Центральная аллея начиналась от детской площадки у входа в здание и уходила далеко в сад, заканчиваясь палисадником у границы территории учреждения. По левой стороне аллеи тянулась стена распустившихся нестриженных акаций, по правой высилась сосновая роща.

Я вошел в беседку и, запрыгнув на перила, стал обозревать знакомый до мелочей пейзаж. Тишину нарушило появление брюнетки с родинкой на щеке.

- Не помешаю? – поинтересовалась она.

- Нет.

Я впервые внимательно рассмотрел ее внешность. Волосы стянуты резинкой хвостиком вверх, белая нетронутая загаром кожа, карие глаза, стройная фигура, легкая сутулость, плоская косточка на переносице.

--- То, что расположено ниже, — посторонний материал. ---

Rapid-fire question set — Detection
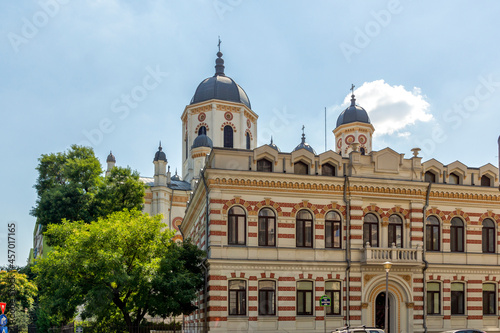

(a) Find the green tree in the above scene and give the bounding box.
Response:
[0,270,37,328]
[34,210,204,332]
[31,145,145,229]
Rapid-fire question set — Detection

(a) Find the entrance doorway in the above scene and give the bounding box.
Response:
[375,292,391,332]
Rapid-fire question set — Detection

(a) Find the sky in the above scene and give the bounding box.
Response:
[0,0,500,266]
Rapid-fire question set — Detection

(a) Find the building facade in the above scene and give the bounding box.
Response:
[176,50,500,333]
[30,48,500,333]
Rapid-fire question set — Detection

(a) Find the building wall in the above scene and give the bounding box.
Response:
[182,148,500,332]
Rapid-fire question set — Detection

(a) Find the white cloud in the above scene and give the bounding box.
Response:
[343,80,433,137]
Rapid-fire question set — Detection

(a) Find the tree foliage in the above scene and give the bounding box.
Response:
[34,210,204,327]
[31,145,145,228]
[0,270,37,326]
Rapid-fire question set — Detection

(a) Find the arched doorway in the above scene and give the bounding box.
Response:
[361,272,410,333]
[375,292,391,332]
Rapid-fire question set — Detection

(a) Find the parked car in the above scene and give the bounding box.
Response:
[332,326,384,333]
[442,328,486,333]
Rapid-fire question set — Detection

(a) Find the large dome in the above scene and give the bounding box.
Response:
[191,52,252,108]
[337,95,371,127]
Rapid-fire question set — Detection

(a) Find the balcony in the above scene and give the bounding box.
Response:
[361,244,422,266]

- Меня Женей зовут, - представилась девушка. – Ты уже давно здесь или только первый раз?

- С начала года.

- Ого. Ну и как тут, скучно или весело?

- По-разному. Чем больше сверстников, тем веселее.

Со мной впервые говорила интересная на вид девчонка, вот так запросто, без стеснения, отвода глаз, и мне это понравилось.

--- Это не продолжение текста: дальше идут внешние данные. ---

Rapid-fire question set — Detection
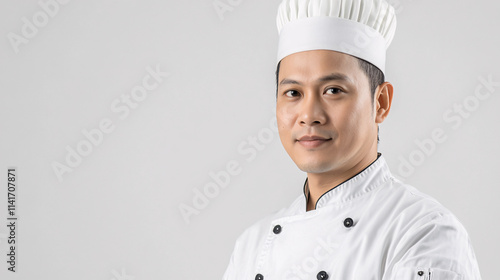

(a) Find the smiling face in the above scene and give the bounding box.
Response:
[276,50,384,174]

- А сколько тебе лет? – спросила она.

- Двенадцать.

- А мне, получается, на год больше.

Весь день по обоим телеканалам шла трансляция матчей чемпионата мира по футболу в Италии. После двух поражений на старте и очевидного вылета нашей сборной турнир потерял для меня интерес. Последнюю игру мы с пацанами не смотрели. Но, как оказалось, напоследок наши «хлопнули дверью», разгромив камерунцев. Впрочем, огорчение от общего результата не смягчалось. Это был последний провал последней советской сборной.

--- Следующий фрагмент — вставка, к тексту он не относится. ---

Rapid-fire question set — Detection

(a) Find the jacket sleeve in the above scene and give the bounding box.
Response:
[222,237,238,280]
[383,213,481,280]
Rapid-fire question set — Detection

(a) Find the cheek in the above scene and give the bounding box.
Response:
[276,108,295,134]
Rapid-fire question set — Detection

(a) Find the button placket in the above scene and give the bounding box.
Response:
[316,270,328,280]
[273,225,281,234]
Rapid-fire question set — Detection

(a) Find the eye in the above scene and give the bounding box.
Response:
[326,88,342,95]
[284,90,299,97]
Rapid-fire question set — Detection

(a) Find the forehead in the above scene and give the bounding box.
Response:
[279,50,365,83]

В одну из ночей в качестве выплеска адреналина мы небольшим отрядом в три человека просочились в огромную девичью палату коек на пятьдесят, чтобы намазать понравившихся девушек зубной пастой. Такой неуклюжий мальчишеский способ показать понравившемуся объекту свою привязанность. Женю я искал долго. Пару раз ошибался. Перебудили с десяток. К удивлению, дежурных медсестер не было почти до рассвета. Я без умолку шепотом болтал с проснувшейся от запаха пасты девушкой. Она в ответ провела тюбиком по моему лицу.

- Ну как, приятно тебе так?

- Ничего, терпимо.

- Все, до свидания, я спать хочу.

С каждым днем коллектив старшей группы пополнялся новыми симпатичными девичьими лицами. Но я их не видел. Если бы они появились раньше, то возможно. А теперь меня интересовала только Женя.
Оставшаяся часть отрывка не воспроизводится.